Soups, salads, sandwiches and then some! Meats take much much longer to digest that fruits and veggies. Dr. Oz, Vice-Chair and Professor of Surgery at Columbia University, says. “A steak dinner can take you two, maybe three days to get out of your intestine. What that means is the way you digest it is basically to rot it in your intestines. On the other hand, if you eat vegetables and fruits, they’re out of your system in less than 12 hours.” As quoted in sharecare.com
Basically that means, a sluggish digestive system makes for sluggish energy. Keep your lunches full of wholegrains like brown rice, or seed pseudo-grains, like quinoa and mix them up with veggies like steamed carrots, broccoli, sweet potato and leeks. This way you will keep your energy alert for the rest of your day.
Go for potatoes and other root veggies in a delicious tomato sauce with basil and thyme, and from there you can make stews, casseroles, soups, sauces to pour over grains or pastas. Go for quality AND quantity, because with vegetables you can get much more volume with low calories, which will really fill you up.
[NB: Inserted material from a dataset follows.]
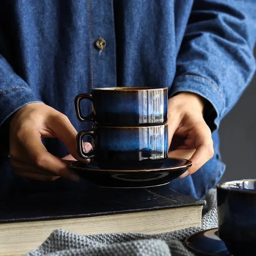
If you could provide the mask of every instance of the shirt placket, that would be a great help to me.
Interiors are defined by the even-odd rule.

With dinner you can experiment with meat-like substances like tofu, tempeh, Quorn or vegetable protein made into sausages and burgers. All good substitutes for someone missing the mouth-feel of meat. And easily found in the vegetarian section of supermarkets. With these to hand, you can just carry on as normal and make tacos, wraps, pizza toppings or whatever you’re usually drawn to.
For every meal like this, you are giving your body a digestive rest, you’re giving the planet a break and reducing the demand to cruelly farm animals. It’s all good. Have fun with it, and enjoy the benefits!